Synopsis: In the late 1880’s in country Victoria, life for the Kelly family is far from ideal, but at least they are together. If only the police would leave them and their fellow Irish countrymen alone. After the eldest son, Ned (Heath Ledger) is thrown in jail, wrongly accused of stealing a horse, it becomes apparent that the police have no intention of letting the Kellys get on with their lives. Ned and his brother are faced with the choice of being victimised by a corrupt police force or fighting for what they believe is their right - to be treated fairly.

The screenplay for Gregor Jordan’s Ned Kelly is based on the fictionalised account of the bushranger’s life, Our Sunshine, by Robert Drewe. It combines both historically accurate details, as well as some fictionalised aspects that were included with the intention of creating a film that would present a broader palette than just guns and men on horseback. This decision to elaborate on what might have happened, or what thoughts might have been going through Kelly’s head is an accepted addition to stories based on real life characters these days. In a post-modern world where truth is seen to be relative, all interpretations are up for grabs.

Ned Kelly is a great-looking film. Cinematography, art direction and costume departments have created a world that allows the audience to believe they have travelled back into the early days of the colonisation of Australia. Attention to detail is paramount, even to the extent of creating that famous armour using steel which weighed eighty pounds, with the actors insisting on wearing it in order to give an authentic performance. And what a performance they gave. Jordan has to be congratulated on his insistence that Heath Ledger perform the part of Kelly. Ledger wholeheartedly convinces us that the killing of police officers and the robbing of banks are forced on him by the injustice of ignorant and power-hungry law enforcers.

The three other members of the gang are equally as convincing in their roles. Orlando Bloom as Ned’s right hand man, Joe Byrne, Laurence Kinlan as the younger brother, Dan, and Philip Barantini as Dan’s friend, Steve Hart. Jim Howes was superb (okay, he’s a friend of mine) as the Glenrowan train doctor.  It has got to be difficult to take a story like this where everyone knows the ending and breath enough life into it for potential audiences to pay to see it. A couple of people to whom I mentioned having seen the film said they weren’t really interested. A little cultural cringe maybe?

I predict that Jordan's film will do better outside of Australia. I hope Aussie audiences will prove me wrong. Personally, I would have preferred more of the "dreamlike, poetic" nature of the book, but that might have turned away those of us who like a bit of action.
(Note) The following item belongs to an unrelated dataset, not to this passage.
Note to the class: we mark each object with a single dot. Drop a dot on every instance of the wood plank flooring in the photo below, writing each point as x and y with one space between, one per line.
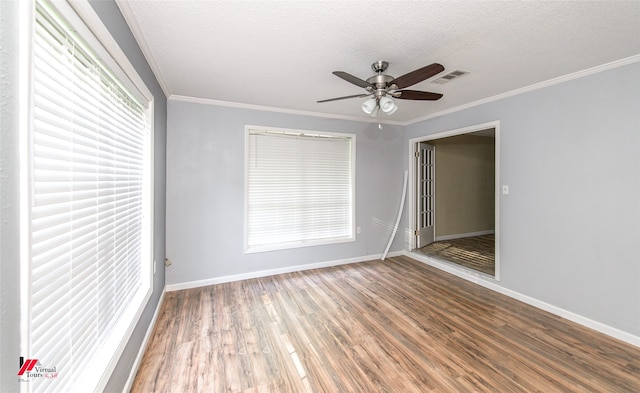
381 326
474 252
The only criticism I have is that the momentum of the film seemed to drag midway. As Geoffrey Rush’s character studies a burnt watch found in the cinders of Kelly’s hide-out, the gentleman sitting next to me looked to his thoroughly modern wristwatch for different reasons. All will be forgiven if they make a sequel bringing us up to speed about how on earth Kelly’s supporters managed to get 32,000 people to sign a petition against the hanging, and why it was ignored by the authorities.